Atak na obwód kurski może być też istotny ze względu na znajdującą się tam elektrownię jądrową i ewentualne przerwanie kluczowych dróg i linii kolejowych.

"Ukraiński atak może być próbą spowolnienia lub zabicia dynamiki rosyjskiej ofensywy, która trwała do 2024 roku. Ukraińscy planiści rozumieją, że nawet Rosja nie może wiecznie pozostać w ofensywie" - zaznaczył wojskowy.

"Drugim celem strategicznym mogłoby być przesunięcie narracji o wojnie na bardziej pozytywną dla Ukrainy i przeciwdziałanie rosyjskiej dezinformacji na temat jej 'nieuniknionego zwycięstwa' w Ukrainie". Ryan przypomniał, że kontrofensywa w obwodzie charkowskim w 2022 roku "nie tylko zaskoczyła świat, ale zmieniła narrację na temat zdolności Ukrainy do prowadzenia wojny i spowodowała istotną zmianę w podejściu Zachodu do udzielania pomocy".

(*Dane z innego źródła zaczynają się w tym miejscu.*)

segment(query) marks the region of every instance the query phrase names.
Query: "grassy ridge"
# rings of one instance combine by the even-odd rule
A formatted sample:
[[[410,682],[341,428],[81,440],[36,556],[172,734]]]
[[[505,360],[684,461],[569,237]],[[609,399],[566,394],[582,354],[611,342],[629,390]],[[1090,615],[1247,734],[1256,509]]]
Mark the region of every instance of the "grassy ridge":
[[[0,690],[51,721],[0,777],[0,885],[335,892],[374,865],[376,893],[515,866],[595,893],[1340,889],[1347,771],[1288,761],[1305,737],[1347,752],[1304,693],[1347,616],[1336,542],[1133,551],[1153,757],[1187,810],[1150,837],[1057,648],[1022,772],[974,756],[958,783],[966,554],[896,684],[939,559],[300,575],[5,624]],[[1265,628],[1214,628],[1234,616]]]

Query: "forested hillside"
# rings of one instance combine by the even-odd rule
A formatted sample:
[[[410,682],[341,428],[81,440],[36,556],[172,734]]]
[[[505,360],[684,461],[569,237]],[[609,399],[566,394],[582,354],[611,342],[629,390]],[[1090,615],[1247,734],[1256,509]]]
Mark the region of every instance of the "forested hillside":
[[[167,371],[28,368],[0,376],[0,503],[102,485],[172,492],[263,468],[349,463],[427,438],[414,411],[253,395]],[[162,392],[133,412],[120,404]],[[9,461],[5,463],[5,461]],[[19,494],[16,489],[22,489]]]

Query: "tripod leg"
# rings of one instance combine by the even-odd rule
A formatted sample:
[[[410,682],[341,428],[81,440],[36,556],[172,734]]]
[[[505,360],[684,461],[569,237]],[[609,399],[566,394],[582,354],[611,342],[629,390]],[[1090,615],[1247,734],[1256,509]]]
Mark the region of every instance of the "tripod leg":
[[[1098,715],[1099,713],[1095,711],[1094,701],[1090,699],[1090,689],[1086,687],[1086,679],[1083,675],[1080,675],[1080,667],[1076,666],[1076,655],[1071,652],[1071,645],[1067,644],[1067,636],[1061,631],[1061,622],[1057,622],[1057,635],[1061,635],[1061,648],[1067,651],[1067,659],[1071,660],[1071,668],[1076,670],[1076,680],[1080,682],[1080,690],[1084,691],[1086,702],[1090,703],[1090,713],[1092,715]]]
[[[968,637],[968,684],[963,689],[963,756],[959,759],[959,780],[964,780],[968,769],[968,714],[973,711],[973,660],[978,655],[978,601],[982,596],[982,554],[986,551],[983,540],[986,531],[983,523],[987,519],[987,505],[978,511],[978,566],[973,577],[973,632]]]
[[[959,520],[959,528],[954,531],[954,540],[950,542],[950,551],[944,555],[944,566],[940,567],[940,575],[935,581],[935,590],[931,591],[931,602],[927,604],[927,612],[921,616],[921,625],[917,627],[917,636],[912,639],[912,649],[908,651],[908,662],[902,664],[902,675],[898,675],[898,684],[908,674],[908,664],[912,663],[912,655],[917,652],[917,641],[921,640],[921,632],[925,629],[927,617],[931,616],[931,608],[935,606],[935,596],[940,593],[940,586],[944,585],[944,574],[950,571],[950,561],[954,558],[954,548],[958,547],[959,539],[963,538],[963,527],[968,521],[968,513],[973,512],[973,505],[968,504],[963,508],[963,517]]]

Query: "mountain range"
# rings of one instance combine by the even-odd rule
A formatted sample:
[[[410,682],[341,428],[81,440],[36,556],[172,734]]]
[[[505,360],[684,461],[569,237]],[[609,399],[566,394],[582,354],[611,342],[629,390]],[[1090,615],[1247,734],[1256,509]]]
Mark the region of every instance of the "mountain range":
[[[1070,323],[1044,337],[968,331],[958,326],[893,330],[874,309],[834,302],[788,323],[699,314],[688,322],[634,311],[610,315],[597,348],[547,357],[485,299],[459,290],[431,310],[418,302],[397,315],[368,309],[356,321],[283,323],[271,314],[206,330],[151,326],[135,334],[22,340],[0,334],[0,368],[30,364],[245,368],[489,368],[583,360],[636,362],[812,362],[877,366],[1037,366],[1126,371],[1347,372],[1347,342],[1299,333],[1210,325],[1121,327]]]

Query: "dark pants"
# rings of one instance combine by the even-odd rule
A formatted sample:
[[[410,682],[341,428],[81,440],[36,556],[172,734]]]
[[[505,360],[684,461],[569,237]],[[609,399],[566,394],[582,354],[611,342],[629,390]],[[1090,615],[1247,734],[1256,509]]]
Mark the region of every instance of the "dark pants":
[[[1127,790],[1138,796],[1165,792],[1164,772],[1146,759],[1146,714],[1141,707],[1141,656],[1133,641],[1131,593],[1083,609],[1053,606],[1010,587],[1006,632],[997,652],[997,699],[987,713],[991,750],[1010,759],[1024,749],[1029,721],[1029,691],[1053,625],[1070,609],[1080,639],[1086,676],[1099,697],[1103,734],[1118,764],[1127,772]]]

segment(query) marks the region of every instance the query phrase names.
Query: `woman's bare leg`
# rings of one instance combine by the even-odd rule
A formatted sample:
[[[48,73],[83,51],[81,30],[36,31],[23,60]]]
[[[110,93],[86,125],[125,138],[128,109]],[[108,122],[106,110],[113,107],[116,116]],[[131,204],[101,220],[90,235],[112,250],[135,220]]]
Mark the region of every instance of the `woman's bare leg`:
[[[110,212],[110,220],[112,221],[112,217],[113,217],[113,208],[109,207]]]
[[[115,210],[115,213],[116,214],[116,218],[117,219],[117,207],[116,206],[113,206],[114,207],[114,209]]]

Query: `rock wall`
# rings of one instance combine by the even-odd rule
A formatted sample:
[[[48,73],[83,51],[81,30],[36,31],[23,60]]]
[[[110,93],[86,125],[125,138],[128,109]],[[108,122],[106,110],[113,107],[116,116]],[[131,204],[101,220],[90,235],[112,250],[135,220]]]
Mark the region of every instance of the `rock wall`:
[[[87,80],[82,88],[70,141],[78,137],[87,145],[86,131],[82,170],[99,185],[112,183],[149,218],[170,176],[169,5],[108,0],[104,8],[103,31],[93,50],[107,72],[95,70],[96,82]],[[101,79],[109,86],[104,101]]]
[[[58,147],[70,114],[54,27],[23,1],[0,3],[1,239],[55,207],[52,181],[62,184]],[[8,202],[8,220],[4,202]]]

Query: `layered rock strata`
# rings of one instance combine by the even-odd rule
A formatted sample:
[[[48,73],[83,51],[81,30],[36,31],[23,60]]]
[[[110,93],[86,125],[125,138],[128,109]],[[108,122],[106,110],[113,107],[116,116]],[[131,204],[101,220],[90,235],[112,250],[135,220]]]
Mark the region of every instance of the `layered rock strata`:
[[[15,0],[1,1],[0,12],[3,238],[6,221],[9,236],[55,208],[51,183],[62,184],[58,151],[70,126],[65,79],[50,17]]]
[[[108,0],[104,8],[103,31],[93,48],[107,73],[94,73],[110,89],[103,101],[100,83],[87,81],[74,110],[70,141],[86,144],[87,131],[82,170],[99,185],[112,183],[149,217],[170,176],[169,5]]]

Walki przy granicy z Rosją. Reuters publikuje nagranie
Walki przy granicy z Rosją. Reuters publikuje nagranie Reuters

Kolejnym ważnym celem, który może osiągnąć strona ukraińska, jest "podniesienie morale ludności ukraińskiej", zwłaszcza po kilkumiesięcznych atakach na infrastrukturę, przerwach w dostawie prądu.

Jak zaznacza Ryan, istotne może się okazać także "zajęcie jak największego terytorium, na wypadek gdyby Ukraina została zmuszona do zawarcia jakiegoś wynegocjowanego porozumienia pod koniec 2024 lub na początku 2025 roku". Negocjacje mogą okazać się łatwiejsze, gdy zajmuje się część terytorium wroga - podkreśla ekspert.

"Czas pokaże, czy wykorzystanie ukraińskich brygad do ataku na Rosję zamiast do obrony wschodniej Ukrainy było najbardziej strategicznie efektywnym wykorzystaniem ich sił" - podsumował Ryan.